Speculation laptop use caused Qantas flight plunge


resident denizen
<bod> Air safety investigators say it is too early to blame passenger laptop computers for causing a Qantas jet to abruptly nose dive on a flight from Singapore to Perth.
The Airbus A330-300, with 303 passengers and a crew of 10, experienced what the airline described as a "sudden change in altitude" north of its destination on Tuesday.
The mid-air incident resulted in injuries to 74 people, with 51 of them treated by three hospitals in Perth for fractures, lacerations and suspected spinal injuries.
The Australian Transport Safety Bureau (ATSB) has said an "irregularity" in one of the plane's computers may have caused the dramatic altitude change which hurled passengers around the cabin.
Laptops could have interfered with the plane's on-board computer system, it has been reported.
But the bureau says it's too early to make that judgment.
A spokeswoman said the bureau had not yet received an update from its investigators at Learmonth, near Exmouth in WA's north, where the plane was forced to land.
The flight data recorder and cockpit voice recorder had only just arrived at the ATSB's Canberra headquarters and were yet to be analysed.

Seems a little early to place blame.


New Member
The flight commands between the FMS and the AP aren't over the waves. It's a hardwire connection. Sure, hardwires are subject to fields, just as waves are, but a notebook computer won't put out enough of a signal to disrupt wiring. Not unless it was made to disrupt it, but even that's a stretch.

Sounds like the media is trying to add unnecessary drama to the incident.

I still vote CAT.


Unknown Member
Pilot error. One of the pilots accidentally leaned against the joystick with enough force to disconnect the A/P and send the aircraft into its plunge. More probable than some "laptop" interference, right?


Well-Known Member
to abruptly nose dive on a flight
The media's favourite phrase when reporting about an airplane incident/accident. That word along with "single-engine Cessna" (where the accident aircraft could even be a Beech Baron...but oh no, that's a single-engine Cessna!).


Well-Known Member
Wasnt this first reported as a close mid-air collision? Now laptops? What next?
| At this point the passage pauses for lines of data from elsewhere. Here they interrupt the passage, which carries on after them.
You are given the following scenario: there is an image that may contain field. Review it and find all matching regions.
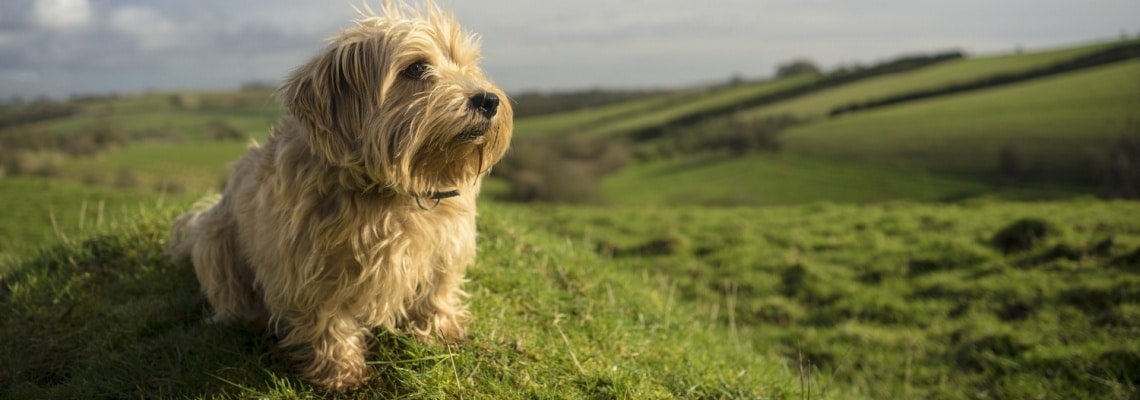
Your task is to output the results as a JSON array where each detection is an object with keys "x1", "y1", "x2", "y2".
[
  {"x1": 0, "y1": 36, "x2": 1140, "y2": 400},
  {"x1": 0, "y1": 201, "x2": 1140, "y2": 399},
  {"x1": 601, "y1": 153, "x2": 1074, "y2": 205},
  {"x1": 783, "y1": 60, "x2": 1140, "y2": 182},
  {"x1": 742, "y1": 43, "x2": 1109, "y2": 123}
]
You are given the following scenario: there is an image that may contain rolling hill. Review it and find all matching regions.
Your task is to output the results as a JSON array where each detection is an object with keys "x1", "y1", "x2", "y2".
[{"x1": 0, "y1": 35, "x2": 1140, "y2": 399}]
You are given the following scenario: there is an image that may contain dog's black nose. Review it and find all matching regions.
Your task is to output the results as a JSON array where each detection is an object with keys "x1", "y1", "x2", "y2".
[{"x1": 471, "y1": 91, "x2": 498, "y2": 119}]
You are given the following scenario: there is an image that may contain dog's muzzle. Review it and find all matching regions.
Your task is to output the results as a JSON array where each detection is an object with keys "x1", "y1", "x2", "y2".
[{"x1": 467, "y1": 91, "x2": 498, "y2": 119}]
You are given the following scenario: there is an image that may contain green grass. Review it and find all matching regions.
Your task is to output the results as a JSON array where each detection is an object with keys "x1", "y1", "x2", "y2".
[
  {"x1": 0, "y1": 199, "x2": 1140, "y2": 399},
  {"x1": 517, "y1": 201, "x2": 1140, "y2": 399},
  {"x1": 0, "y1": 204, "x2": 820, "y2": 399},
  {"x1": 0, "y1": 177, "x2": 181, "y2": 258},
  {"x1": 35, "y1": 91, "x2": 284, "y2": 139},
  {"x1": 738, "y1": 42, "x2": 1118, "y2": 120},
  {"x1": 59, "y1": 141, "x2": 249, "y2": 193},
  {"x1": 601, "y1": 153, "x2": 1072, "y2": 205},
  {"x1": 782, "y1": 60, "x2": 1140, "y2": 182},
  {"x1": 515, "y1": 75, "x2": 817, "y2": 138}
]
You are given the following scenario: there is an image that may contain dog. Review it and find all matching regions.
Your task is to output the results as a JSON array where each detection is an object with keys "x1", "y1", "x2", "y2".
[{"x1": 168, "y1": 0, "x2": 513, "y2": 391}]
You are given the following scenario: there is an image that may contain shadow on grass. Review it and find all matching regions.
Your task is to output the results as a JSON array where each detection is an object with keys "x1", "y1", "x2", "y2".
[{"x1": 0, "y1": 229, "x2": 440, "y2": 399}]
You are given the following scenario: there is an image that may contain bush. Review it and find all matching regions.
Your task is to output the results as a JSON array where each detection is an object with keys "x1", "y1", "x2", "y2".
[{"x1": 492, "y1": 136, "x2": 633, "y2": 203}]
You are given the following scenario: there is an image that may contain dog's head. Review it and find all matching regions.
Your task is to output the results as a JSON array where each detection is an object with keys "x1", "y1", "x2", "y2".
[{"x1": 278, "y1": 1, "x2": 512, "y2": 195}]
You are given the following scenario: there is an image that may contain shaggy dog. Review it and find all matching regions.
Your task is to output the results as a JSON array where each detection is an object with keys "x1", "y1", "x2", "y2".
[{"x1": 168, "y1": 1, "x2": 512, "y2": 391}]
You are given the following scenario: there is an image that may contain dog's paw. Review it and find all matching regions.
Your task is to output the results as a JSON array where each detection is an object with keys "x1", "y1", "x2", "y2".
[{"x1": 302, "y1": 362, "x2": 372, "y2": 393}]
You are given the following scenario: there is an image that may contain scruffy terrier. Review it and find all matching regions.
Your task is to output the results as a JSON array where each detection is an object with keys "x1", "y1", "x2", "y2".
[{"x1": 168, "y1": 0, "x2": 512, "y2": 391}]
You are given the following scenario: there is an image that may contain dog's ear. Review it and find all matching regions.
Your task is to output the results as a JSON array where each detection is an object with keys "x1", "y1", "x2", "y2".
[{"x1": 277, "y1": 40, "x2": 386, "y2": 165}]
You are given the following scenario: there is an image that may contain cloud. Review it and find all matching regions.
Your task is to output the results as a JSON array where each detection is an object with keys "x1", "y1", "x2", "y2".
[
  {"x1": 108, "y1": 6, "x2": 178, "y2": 50},
  {"x1": 32, "y1": 0, "x2": 91, "y2": 31}
]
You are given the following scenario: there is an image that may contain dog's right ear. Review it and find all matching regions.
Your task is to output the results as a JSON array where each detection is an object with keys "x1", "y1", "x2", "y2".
[{"x1": 277, "y1": 42, "x2": 376, "y2": 165}]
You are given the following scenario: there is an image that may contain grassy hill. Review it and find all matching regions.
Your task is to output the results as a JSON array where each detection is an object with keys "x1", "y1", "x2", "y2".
[
  {"x1": 0, "y1": 200, "x2": 820, "y2": 399},
  {"x1": 0, "y1": 35, "x2": 1140, "y2": 399},
  {"x1": 782, "y1": 60, "x2": 1140, "y2": 185},
  {"x1": 0, "y1": 201, "x2": 1140, "y2": 399}
]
TSA gremlins looking for hijackers in the wiring bays?


Incorrect flight data led Qantas A330 to descend sharply: ATSB

A Qantas Airways Airbus A330 that descended suddenly appears to have received faulty data from one of its units and this then played havoc with the aircraft's flight control system.

"At this stage of the investigation, the analysis of the available data indicates that the air data inertial reference unit (ADIRU) 1 abnormal behaviour is the likely origin of the event," the Australian Transport Safety Bureau (ATSB) says in a statement today, referring to an incident that occurred on 7 October while the Qantas A330 was enroute from Singapore to Perth.

"The faulty ADIRU unit continued to feed erroneous and spike values, for various aircraft parameters, to the aircraft's flight control primary computers."

This "led to several consequences including: false stall and over-speed warnings, loss of altitude information on the captain's primary flight display and several centralised aircraft monitoring system warnings."

Because the ADIRU 1 generated very high, random and incorrect angles of attack it meant that "the flight control computers commanded a nose-down aircraft movement, which resulted in the aircraft pitching down to a maximum of 8.5 degrees."

It also "triggered a flight control primary computer pitch fault".

The ATSB says the crew responded in a timely fashion and helped prevent the aircraft's rapid descent from being even greater.

In its preliminary review released on 9 October the ATSB says the A330 descended about 650ft in about 20s, before returning to the cruising level of 37,000ft.

Then about 70s later the A330 descended about 400ft in about 16s before returning to the cruising level. In both instances the aircraft was pitched nose-down.

Of the 303 passengers and 10 crew on board 14 people were seriously injured, an additional group of up to 30 had serious enough injuries to receive medical treatment in hospital and up to a further 30 required first aid treatment, says the ATSB.

The Qantas pilots responded by making an emergency landing at Learmonth, a remote airport in northwest Western Australia and from there the passengers were put on other aircraft and flown to Perth.

In today's statement the ATSB says Airbus a few moments ago issued an operators information telex providing information about the incident along with recommendations to A330 and Airbus A340 operators that have aircraft fitted with the same type of ADIRU as on the Qantas aircraft.

The recommendations include "guidance and checklists for crew response in the event of an inertial reference system failure".

ATSB says it will issue a preliminary factual report within 30 days of the incident.

ADIRUs provide data with regards to the aircraft's air speed, altitude, position and altitude.

Source: Air Transport Intelligence news
But his Airbus can land in bad weather :D (joke from another thread).

WTF ... bad data (from one of three boxes!) should not cause that kind of upset. That's like going into a false landing mode because of crappy data from the Radio Altimeter.


Frozen Guppy Manipulator
Wait, so two ~1600 fpm descents in about 2-3 mins time caused a bunch of serious injuries to include fractures and lacerations? Even without a seatbelt on...what were those people doing gymnastics in the aisles at the time?